Dalam dupliknya, kuasa hukum juga menyatakan PT Agrilindo tidak pernah menyewakan lahan kepada pihak lain sejak memperoleh pencadangan lahan. Menurut dia, perusahaan justru menjaga kawasan tersebut selama sekitar 22 tahun dan belum memperoleh keuntungan dari investasi itu.

Ia mengatakan rangkaian pencadangan lahan, investasi, penyelesaian dengan masyarakat, terbitnya IUPJL-PSWA, dan PBPH yang diperoleh perusahan menjadi alasan yang nyata bagi terdakwa untuk percaya PT Agrilindo berada di Lahan Rempang tersebut melalui jalan hukum dan administrasi yang tepat dan benar.

“Tidak tepat jika keberadaan PT Agrilindo sejak awal, atau setelah pencabutan izin, dipersamakan dengan tindakan menduduki kawasan hutan secara tidak sah,” ujar Indra.

Fakta Persidangan

Dalam persidangan, kuasa hukum terdakwa mempertanyakan pencabutan IUPJL-PSWA dan PBPH pada 20 Juni 2023. Menurut dia, pencabutan tersebut tidak disertai alasan yang sah dan tidak didahului pelanggaran yang dilakukan perusahaan.

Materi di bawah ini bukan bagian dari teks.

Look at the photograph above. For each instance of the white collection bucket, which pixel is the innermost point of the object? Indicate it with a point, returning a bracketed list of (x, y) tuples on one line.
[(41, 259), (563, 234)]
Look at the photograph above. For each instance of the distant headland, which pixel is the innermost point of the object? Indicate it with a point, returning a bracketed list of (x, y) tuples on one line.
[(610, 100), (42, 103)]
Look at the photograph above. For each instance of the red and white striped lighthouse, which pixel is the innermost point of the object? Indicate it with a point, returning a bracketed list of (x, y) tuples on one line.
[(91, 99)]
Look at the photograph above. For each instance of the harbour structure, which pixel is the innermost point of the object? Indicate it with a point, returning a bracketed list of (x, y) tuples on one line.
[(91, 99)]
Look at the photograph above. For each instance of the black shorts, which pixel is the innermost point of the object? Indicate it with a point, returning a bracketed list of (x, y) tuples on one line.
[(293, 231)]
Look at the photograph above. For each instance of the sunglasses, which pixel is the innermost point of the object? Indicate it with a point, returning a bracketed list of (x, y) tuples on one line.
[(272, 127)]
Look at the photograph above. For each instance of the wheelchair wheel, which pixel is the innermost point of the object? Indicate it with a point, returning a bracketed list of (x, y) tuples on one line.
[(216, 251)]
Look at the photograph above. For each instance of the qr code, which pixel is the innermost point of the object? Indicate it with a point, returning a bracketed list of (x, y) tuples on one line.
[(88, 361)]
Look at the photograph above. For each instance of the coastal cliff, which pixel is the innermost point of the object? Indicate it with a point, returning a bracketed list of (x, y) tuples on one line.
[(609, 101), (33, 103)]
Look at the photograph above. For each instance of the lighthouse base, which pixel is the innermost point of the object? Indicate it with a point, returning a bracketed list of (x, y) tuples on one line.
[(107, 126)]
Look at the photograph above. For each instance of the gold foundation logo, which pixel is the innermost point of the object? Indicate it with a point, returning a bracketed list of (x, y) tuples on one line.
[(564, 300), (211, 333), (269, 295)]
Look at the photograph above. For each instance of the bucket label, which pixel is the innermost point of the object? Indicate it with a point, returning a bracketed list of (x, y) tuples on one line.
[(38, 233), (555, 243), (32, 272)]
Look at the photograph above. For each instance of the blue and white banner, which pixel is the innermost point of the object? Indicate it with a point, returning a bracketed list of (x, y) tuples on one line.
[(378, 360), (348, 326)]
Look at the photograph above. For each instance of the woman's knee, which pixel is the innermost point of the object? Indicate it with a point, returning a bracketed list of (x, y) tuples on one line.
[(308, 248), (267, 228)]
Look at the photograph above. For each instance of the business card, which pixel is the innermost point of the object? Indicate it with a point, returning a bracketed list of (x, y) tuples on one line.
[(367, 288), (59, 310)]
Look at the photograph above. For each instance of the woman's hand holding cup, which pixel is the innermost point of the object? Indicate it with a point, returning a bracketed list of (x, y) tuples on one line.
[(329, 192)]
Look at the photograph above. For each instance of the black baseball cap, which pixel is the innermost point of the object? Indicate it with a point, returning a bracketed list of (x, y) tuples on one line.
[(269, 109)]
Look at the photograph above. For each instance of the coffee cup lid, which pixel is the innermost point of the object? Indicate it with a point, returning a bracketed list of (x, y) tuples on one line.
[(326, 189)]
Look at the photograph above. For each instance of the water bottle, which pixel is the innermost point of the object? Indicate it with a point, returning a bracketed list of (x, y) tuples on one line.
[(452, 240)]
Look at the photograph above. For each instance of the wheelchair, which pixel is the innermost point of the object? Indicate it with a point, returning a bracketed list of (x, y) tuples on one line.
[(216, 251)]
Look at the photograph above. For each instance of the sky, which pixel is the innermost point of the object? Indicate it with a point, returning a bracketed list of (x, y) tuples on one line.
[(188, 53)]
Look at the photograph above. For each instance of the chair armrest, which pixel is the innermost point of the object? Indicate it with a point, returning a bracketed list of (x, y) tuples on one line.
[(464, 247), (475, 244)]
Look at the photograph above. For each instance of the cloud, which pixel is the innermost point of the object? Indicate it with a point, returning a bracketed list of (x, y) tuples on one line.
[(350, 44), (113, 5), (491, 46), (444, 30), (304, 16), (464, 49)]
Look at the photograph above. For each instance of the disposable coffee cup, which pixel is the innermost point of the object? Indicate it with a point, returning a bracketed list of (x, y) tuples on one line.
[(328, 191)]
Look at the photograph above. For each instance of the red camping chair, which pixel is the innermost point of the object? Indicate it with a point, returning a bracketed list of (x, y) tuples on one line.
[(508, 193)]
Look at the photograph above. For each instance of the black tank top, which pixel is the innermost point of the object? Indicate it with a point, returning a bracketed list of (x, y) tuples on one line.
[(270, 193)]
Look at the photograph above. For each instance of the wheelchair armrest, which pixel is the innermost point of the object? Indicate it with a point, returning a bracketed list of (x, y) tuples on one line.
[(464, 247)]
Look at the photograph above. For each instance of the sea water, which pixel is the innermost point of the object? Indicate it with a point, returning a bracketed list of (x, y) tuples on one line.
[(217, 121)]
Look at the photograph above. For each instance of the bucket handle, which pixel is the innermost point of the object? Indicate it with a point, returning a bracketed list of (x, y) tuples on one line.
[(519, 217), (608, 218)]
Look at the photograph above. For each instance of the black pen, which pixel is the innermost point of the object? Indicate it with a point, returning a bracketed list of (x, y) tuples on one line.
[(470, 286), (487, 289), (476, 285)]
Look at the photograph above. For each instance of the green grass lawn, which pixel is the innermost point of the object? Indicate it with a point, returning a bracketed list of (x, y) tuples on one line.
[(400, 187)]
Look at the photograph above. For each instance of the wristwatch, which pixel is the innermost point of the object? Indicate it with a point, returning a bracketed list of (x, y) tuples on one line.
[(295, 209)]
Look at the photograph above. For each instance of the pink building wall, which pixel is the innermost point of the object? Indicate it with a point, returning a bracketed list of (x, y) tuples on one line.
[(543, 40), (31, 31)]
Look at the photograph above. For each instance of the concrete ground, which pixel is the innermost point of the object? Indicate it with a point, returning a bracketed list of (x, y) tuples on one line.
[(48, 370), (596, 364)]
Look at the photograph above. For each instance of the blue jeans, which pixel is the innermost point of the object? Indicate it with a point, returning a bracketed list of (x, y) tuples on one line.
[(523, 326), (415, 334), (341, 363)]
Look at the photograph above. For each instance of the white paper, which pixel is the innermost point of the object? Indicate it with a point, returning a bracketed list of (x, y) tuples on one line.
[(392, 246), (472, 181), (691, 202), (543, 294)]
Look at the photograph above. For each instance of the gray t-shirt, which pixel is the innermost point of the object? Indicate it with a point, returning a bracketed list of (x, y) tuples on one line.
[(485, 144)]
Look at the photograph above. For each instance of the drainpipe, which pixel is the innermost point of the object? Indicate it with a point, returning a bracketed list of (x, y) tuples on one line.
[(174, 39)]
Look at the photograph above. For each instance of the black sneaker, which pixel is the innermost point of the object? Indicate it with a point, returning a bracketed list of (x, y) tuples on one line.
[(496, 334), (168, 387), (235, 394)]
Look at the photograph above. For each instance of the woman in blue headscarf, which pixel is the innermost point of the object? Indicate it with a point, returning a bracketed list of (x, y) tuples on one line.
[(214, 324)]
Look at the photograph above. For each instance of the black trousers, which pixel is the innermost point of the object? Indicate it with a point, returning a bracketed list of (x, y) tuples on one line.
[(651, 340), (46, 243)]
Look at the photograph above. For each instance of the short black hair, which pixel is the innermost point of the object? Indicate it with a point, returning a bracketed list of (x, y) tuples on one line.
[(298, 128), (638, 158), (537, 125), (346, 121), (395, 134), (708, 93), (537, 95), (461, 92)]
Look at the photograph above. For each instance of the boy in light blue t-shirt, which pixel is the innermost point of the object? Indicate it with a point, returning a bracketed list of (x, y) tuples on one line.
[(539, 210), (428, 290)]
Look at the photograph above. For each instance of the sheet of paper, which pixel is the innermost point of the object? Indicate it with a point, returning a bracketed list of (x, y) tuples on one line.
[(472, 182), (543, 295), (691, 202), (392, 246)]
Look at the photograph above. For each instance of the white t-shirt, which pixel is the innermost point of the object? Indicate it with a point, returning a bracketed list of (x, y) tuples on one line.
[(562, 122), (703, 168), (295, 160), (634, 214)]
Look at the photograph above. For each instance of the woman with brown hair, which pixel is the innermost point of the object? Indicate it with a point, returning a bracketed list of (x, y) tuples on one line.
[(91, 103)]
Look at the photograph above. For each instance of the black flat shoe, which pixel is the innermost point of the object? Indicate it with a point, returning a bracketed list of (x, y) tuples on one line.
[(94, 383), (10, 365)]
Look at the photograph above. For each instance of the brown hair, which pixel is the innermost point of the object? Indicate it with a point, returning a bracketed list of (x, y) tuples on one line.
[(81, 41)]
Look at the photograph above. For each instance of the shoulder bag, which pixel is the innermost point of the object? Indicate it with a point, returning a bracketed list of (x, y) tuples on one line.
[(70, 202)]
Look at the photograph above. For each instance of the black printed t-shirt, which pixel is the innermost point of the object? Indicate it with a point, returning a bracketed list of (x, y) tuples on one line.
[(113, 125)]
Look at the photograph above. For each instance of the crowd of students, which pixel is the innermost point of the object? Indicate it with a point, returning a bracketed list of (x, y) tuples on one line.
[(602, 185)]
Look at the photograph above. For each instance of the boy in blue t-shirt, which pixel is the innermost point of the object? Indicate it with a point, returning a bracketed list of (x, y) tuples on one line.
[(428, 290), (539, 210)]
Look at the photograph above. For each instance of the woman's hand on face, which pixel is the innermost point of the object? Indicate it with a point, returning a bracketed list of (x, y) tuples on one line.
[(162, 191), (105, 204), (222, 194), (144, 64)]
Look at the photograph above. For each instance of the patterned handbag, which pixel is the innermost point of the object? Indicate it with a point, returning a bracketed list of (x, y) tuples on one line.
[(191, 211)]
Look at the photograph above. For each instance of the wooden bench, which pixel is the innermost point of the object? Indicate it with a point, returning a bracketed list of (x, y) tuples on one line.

Kuasa hukum terdakwa berpendapat pencabutan izin merupakan keputusan administratif. Karena itu, menurut mereka, pencabutan tersebut tidak serta-merta menjadikan aktivitas perusahaan sebagai tindak pidana.

Indra juga menyatakan pencabutan izin tidak menghapus fakta bahwa investasi PT Agrilindo sebelumnya lahir melalui proses administrasi negara. Atas dasar itu, perusahaan mengajukan keberatan kepada KLHK, banding administratif kepada Presiden Republik Indonesia, serta gugatan ke Pengadilan Tata Usaha Negara (PTUN).

Namun, di tengah proses tersebut, Bowie dilaporkan ke kepolisian dan ditetapkan sebagai tersangka dalam perkara kehutanan. Kuasa hukum menyebut Bowie tidak pernah dimintai keterangan sejak tahap penyelidikan hingga berkas perkara dinyatakan lengkap.

“PT Agrilindo sudah berinvestasi secara sah, membangun sarana dan prasarana, tidak pernah menyewakan lahan, maupun memperoleh keuntungan. Namun, setelah izin dicabut, perusahaan justru dilaporkan ke polisi,” ujar Indra.

Kuasa hukum terdakwa juga menyatakan penuntut umum tidak berhasil membuktikan dakwaan pertama maupun dakwaan kedua. Penilaian tersebut merupakan bagian dari argumentasi pembelaan yang disampaikan dalam duplik di persidangan.

Selain itu, Indra mengutip keterangan Direktur Pengelolaan Pertanahan BP Batam yang menjadi saksi dalam persidangan pada 3 Maret 2026. Menurut dia, saksi menyatakan BP Batam tidak mengalami kerugian keuangan, melainkan hanya kerugian waktu.

Kuasa hukum berpendapat kerugian waktu tersebut merupakan konsekuensi belum selesainya kewajiban BP Batam menuntaskan hak pihak ketiga, dalam hal ini PT Agrilindo Estate. Pendapat tersebut merujuk pada Surat Keputusan Menteri Lingkungan Hidup dan Kehutanan Nomor 785 Tahun 2023 serta Nomor 643 Tahun 2024.

Menutup dupliknya, terdakwa dan penasihat hukum memohon majelis hakim menyatakan dakwaan kedua tidak terbukti secara sah dan meyakinkan. Mereka juga meminta terdakwa dibebaskan dari seluruh dakwaan atau dilepaskan dari segala tuntutan hukum karena perbuatan yang didakwakan dinilai bukan tindak pidana.

“Kami memohon majelis memulihkan hak terdakwa dalam kemampuan, kedudukan, harkat, dan martabatnya serta menjatuhkan putusan yang seadil-adilnya,” tutup Indra.